Mr Ramphal worked as an Aviation Security Compliance Officer. He spent a significant amount of time on the road, for which he was entitled to claim car hire and subsistence. He was issued with a credit card for his expenses. Mr Ramphal was selected at random for an audit of his transport and subsistence claims and a number of items were flagged up. There were some items which Mr Ramphal accepted were inappropriate claims and alleged that these were mistakes. He repaid these sums. The key concern seemed to be around excessive petrol use.
As a result, the Department of Transport appointed a manager, Mr Goodchild, to carry out an investigation and disciplinary hearing. He had not conducted such an investigation before, and he therefore met with personnel from the HR department to familiarise himself with process and procedure. A disciplinary hearing took place, and Mr Goodchild produced a first draft of his report. Although the explanations provided were not sufficient to deal with all concerns, the report also included some favourable comments; he found that Mr Ramphal’s misuse of his credit card was not deliberate and that the explanations given by him for his petrol consumption were plausible. Mr Goodchild recommended a finding of misconduct, with a sanction of a final written warning.
When this draft report was sent to HR, they noted that Mr Ramphal’s work and personal credit cards were different colours and that this should be taken into account when deciding whether he could have used the wrong card to purchase items. They also observed that the excuse of using the ‘wrong card’ had been given for three separate transactions and that whilst a single error might be understandable, three was at best careless. As a result of these and other comments, Mr Goodchild made wholesale changes to his report; more favourable comments mentioned above were deleted and instead the report was critical of the ‘sheer number of instances’ of misuse of the credit card over a short period, concluding that the card must have knowingly been misused. The recommendation was changed to dismissal for gross misconduct.
Thereafter, Mr Goodchild had a further disciplinary hearing with Mr Ramphal, who again put forward his explanations for the items of concern. As a result, Mr Goodchild revised his report again – this time to say that he was unable to conclude that the misuse of the credit card or hire car was deliberate, and recommending a final written warning. When this report was sent to HR they came back with further comments, which resulted in the report being changed again to recommend dismissal for gross misconduct. This was the version that was finally sent to Mr Ramphal and he was dismissed.
Mr Ramphal brought a claim for unfair dismissal in the employment tribunal, alleging that improper influence had been brought to bear on Mr Goodchild by HR. This claim failed, but when he appealed to the Employment Appeal Tribunal (EAT), he was successful in showing that there was a complete change in view from Mr Goodchild’s original position to his final position as a result of his interactions with HR.

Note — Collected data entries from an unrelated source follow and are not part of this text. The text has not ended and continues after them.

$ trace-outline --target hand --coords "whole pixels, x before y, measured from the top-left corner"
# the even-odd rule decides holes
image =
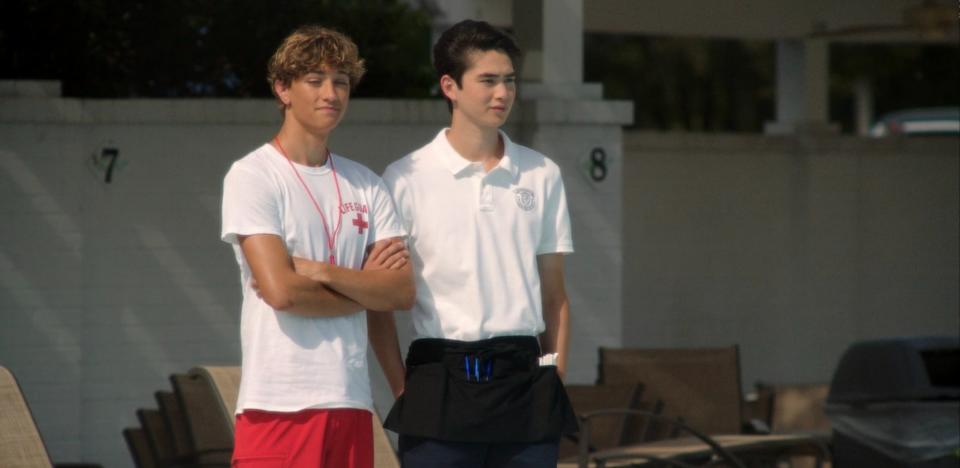
[[[377,242],[363,263],[364,270],[399,270],[407,264],[410,251],[400,239]]]

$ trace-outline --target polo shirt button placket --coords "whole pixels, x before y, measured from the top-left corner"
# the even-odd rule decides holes
[[[493,190],[486,177],[480,179],[480,211],[493,211]]]

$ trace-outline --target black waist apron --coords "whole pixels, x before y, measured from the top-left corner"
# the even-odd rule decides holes
[[[407,353],[403,395],[384,427],[451,442],[533,443],[577,432],[554,366],[536,337],[419,339]]]

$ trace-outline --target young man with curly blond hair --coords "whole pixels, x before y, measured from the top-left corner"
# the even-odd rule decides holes
[[[396,349],[374,311],[408,309],[414,285],[383,182],[327,147],[363,73],[345,35],[294,31],[267,77],[283,124],[224,179],[243,289],[235,467],[373,466],[367,321],[378,354]]]

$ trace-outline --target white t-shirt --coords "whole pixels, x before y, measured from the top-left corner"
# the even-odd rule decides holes
[[[336,154],[323,167],[295,167],[331,233],[340,223],[334,249],[338,265],[359,269],[368,245],[404,235],[383,181],[366,167]],[[233,245],[243,290],[237,413],[248,408],[372,409],[366,315],[306,317],[271,308],[251,288],[250,266],[238,243],[238,236],[252,234],[280,236],[292,256],[324,262],[330,256],[310,195],[287,159],[269,144],[236,161],[223,182],[222,239]]]
[[[446,129],[383,174],[409,233],[418,338],[475,341],[543,332],[537,255],[573,252],[560,168],[500,133],[484,172]]]

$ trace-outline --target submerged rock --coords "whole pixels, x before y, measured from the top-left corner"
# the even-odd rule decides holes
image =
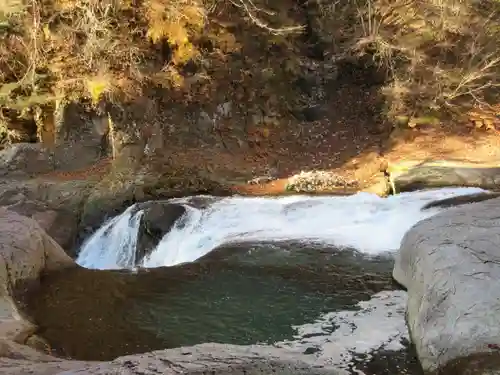
[[[425,371],[500,373],[500,199],[421,221],[404,237],[393,276]]]

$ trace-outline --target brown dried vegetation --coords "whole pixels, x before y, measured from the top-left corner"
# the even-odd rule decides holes
[[[186,75],[186,67],[209,67],[214,53],[238,48],[230,32],[207,31],[224,14],[228,22],[251,23],[296,51],[288,53],[287,63],[294,53],[299,59],[303,50],[283,35],[306,29],[283,23],[261,3],[0,0],[0,122],[5,111],[53,110],[61,98],[98,106],[141,96],[146,87],[182,88],[186,97],[192,87],[203,92],[214,69]],[[324,59],[368,57],[382,68],[390,118],[439,117],[443,110],[463,113],[500,101],[498,0],[326,0],[300,6],[308,9],[307,43],[313,35]],[[217,52],[200,48],[207,37],[217,39]]]
[[[321,8],[338,55],[368,54],[387,73],[390,117],[498,103],[498,0],[353,0]]]

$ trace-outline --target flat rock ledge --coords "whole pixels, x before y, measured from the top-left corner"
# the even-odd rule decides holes
[[[111,362],[0,359],[5,375],[346,375],[266,346],[201,344],[120,357]]]
[[[393,276],[424,371],[500,374],[500,198],[449,209],[403,238]]]
[[[207,343],[120,357],[79,371],[58,373],[70,374],[340,375],[345,372],[302,362],[292,353],[270,346]]]

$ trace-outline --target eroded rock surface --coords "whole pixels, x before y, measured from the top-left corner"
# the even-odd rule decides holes
[[[55,359],[54,359],[55,360]],[[202,344],[120,357],[112,362],[2,360],[6,375],[347,375],[344,370],[309,364],[269,346]]]
[[[450,209],[404,237],[393,272],[424,370],[500,373],[500,199]]]
[[[87,371],[87,372],[85,372]],[[120,357],[75,374],[304,374],[340,375],[341,370],[314,366],[269,346],[201,344]],[[58,375],[69,375],[63,372]]]

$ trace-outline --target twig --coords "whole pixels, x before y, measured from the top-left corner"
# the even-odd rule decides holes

The EAT made clear that the report of an Investigating Officer for a disciplinary enquiry must be the product of the case investigator alone; HR clearly involved themselves in issues of culpability, which should have been reserved for Mr Goodchild. Whilst it was appropriate for HR to advise on issues relating to procedure and law, Mr Goodchild’s interactions with HR clearly went beyond this. The changes were so striking that they give rise to an inference of improper influence and this had not been fully considered by the Employment Tribunal. The case was therefore sent back to the tribunal to reconsider the decision in light of this point.
This case is a clear warning for any organisation that whilst HR personnel can, and should, advise an investigating officer or disciplinary officer on issues relating to the procedure to be followed, they should be wary of getting involved in the factual circumstances of the decision itself, particularly if their views are different to those of the officer. It is for the decision maker to make their own conclusions on the strength of the evidence before them and the culpability or otherwise of the employee, and HR should not try and influence their decision.